Promega LMR MSI Analysis System

The Promega LMR MSI Analysis System is a PCR-based research tool with novel markers for detecting MSI. The panel consists of eight markers, including four gold-standard markers and four novel long mononucleotide repeat (LMR) markers. Early research indicates the addition of the LMR markers may offer more clarity in assessing MSI status in challenging samples with subtle MSI phenotypes, ambiguous results or small shifts.

“Our eight-marker panel with novel LMR markers may offer a more complete view of MSI,” says Jeff Bacher, Senior Research Scientist at Promega. “This technology offers cancer researchers a broad new lens to assess the MSI status of their samples.”

Analyzing MSI

MSI analysis typically involves comparing allelic profiles of microsatellite markers generated by amplification from matched pairs of tumor and normal samples. The presence of alleles in the tumor sample that are not found in the matched normal sample indicates MSI.

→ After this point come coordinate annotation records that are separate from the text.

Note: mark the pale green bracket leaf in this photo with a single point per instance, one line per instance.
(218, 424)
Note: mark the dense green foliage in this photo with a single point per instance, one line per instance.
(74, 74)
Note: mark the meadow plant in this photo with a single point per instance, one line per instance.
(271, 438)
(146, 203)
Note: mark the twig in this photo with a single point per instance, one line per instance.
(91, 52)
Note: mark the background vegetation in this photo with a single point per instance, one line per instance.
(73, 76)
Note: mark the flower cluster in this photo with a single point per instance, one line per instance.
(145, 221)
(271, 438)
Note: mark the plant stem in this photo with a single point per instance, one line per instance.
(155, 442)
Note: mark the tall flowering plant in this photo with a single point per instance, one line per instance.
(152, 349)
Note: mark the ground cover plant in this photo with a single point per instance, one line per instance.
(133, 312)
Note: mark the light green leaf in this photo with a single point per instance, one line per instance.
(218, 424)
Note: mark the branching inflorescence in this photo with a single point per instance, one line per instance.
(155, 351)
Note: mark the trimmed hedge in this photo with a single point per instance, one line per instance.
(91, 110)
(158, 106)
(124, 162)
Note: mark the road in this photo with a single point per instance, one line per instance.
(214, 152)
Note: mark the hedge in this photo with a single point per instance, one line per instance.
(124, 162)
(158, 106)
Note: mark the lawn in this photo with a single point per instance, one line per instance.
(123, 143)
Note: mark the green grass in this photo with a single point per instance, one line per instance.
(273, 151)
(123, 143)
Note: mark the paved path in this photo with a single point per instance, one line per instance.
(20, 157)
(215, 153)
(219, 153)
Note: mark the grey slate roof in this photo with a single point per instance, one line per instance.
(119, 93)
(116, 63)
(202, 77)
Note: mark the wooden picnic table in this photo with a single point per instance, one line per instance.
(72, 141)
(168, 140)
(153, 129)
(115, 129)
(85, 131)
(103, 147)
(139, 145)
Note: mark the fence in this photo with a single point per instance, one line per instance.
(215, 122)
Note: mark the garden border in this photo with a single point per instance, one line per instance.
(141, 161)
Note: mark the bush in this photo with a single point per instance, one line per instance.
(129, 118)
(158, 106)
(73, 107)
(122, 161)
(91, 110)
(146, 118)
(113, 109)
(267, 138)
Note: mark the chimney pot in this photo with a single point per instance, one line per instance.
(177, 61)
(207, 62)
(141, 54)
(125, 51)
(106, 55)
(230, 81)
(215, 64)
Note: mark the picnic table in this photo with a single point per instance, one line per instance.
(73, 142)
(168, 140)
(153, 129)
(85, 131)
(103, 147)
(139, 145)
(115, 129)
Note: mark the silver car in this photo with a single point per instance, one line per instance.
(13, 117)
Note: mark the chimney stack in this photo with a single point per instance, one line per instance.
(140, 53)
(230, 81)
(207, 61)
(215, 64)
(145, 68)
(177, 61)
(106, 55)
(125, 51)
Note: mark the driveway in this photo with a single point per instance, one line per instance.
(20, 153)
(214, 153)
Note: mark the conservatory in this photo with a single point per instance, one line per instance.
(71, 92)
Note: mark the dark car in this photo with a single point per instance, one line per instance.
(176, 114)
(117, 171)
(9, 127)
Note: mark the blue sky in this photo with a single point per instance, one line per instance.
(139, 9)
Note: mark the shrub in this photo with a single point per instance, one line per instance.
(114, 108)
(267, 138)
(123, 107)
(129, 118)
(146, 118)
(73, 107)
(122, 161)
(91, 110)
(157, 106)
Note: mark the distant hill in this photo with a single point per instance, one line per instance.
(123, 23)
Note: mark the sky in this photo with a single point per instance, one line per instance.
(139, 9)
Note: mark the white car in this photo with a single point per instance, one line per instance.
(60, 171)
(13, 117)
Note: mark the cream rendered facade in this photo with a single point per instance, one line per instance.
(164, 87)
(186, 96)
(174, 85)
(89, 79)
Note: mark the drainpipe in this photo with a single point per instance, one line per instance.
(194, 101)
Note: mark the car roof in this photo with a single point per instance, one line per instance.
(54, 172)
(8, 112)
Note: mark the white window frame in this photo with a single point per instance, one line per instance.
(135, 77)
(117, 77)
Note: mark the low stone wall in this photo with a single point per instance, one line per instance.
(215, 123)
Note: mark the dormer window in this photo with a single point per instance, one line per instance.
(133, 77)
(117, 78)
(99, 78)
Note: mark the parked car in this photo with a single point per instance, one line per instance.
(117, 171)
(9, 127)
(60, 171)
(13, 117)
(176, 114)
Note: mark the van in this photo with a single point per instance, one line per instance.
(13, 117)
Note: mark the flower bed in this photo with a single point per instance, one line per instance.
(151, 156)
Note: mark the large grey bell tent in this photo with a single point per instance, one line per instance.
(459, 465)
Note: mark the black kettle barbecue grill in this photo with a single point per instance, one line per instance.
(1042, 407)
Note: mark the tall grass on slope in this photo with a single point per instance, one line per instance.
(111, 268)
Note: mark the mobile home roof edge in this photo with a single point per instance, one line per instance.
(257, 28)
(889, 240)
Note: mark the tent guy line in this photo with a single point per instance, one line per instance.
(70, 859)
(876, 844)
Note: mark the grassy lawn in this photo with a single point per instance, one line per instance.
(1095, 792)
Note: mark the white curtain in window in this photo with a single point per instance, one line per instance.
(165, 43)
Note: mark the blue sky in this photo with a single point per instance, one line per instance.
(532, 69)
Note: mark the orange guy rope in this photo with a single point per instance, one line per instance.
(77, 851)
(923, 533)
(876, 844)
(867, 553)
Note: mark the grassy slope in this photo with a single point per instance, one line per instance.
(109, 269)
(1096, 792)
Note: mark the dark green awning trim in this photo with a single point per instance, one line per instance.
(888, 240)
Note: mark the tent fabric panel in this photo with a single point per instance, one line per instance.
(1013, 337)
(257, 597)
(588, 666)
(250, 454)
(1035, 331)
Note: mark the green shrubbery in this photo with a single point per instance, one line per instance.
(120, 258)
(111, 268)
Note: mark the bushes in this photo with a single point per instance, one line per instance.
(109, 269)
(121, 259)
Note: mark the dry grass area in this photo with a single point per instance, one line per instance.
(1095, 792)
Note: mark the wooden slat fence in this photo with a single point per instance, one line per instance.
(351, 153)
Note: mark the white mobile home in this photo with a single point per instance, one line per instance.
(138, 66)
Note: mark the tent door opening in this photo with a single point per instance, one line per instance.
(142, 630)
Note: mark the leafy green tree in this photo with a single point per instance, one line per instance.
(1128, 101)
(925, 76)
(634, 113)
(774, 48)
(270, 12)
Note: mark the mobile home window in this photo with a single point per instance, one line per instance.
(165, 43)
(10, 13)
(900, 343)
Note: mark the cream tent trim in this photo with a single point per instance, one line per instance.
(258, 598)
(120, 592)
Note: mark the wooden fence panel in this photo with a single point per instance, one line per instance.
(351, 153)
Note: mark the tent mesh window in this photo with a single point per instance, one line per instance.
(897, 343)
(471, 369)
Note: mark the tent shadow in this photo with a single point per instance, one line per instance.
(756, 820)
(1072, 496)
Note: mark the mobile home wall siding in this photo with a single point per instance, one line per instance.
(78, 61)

The panel of markers in the new Promega LMR MSI Analysis System is comprised of four gold standard MSI markers (BAT-25, BAT-26, MONO-27, and NR-21) as well as four markers with increased repeat length (BAT-52, BAT-56, BAT-59, and BAT-60). This set of markers enables researchers to combine long markers that bring additional MSI detection alongside known and trusted markers, expanding MSI detection ability in difficult samples while maintaining overlap with data gathered using traditional markers. The assay has been optimized to enable strong and balanced amplification, even from degraded samples such as formalin-fixed, paraffin-embedded (FFPE) tissue.